When was Johannesburg founded and why was it established there?

Johannesburg was founded in 1886, following the discovery of the main Witwatersrand gold reef by Jan Gerritse Bantjes in June 1884 on the farm Vogelstruisfontein. The city was established on what had been farmland specifically because of the rich gold deposits found along the Witwatersrand hills.

What does the name Johannesburg mean and where does it come from?

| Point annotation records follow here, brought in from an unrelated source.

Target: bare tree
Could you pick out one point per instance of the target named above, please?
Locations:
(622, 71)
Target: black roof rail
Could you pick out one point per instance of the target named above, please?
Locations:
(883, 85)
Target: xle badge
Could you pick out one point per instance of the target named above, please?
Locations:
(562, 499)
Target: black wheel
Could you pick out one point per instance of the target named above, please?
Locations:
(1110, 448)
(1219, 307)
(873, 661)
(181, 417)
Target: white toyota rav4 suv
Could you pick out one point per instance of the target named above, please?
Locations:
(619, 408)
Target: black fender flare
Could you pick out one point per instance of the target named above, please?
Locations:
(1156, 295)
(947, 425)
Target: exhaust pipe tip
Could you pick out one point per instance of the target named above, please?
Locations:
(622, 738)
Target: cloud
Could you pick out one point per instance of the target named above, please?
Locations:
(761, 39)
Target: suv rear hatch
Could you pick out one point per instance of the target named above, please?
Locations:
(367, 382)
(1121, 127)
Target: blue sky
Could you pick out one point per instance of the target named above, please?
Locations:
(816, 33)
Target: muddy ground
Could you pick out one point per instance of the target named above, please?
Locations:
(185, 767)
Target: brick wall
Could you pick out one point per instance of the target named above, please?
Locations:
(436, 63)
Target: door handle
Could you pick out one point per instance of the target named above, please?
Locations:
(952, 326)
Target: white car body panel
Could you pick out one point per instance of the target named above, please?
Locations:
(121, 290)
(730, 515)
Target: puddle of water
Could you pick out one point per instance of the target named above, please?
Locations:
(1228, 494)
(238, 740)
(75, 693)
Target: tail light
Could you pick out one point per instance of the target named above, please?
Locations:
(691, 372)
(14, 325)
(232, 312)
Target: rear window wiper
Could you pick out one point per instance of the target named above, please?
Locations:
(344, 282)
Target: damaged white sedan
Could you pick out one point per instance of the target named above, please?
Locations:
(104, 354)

The precise origin of the name Johannesburg is disputed and the records were lost. Several men named Johannes were involved in the city's early history, including Christian Johannes Joubert and Johann Rissik, both surveyors who helped lay out the city, as well as Johannes Meyer, the first government official in the area, and Paul Kruger, president of the South African Republic from 1883 to 1900. The name was first officially used on the 3rd of October 1886.

What role did Johannesburg play in South Africa's anti-apartheid movement?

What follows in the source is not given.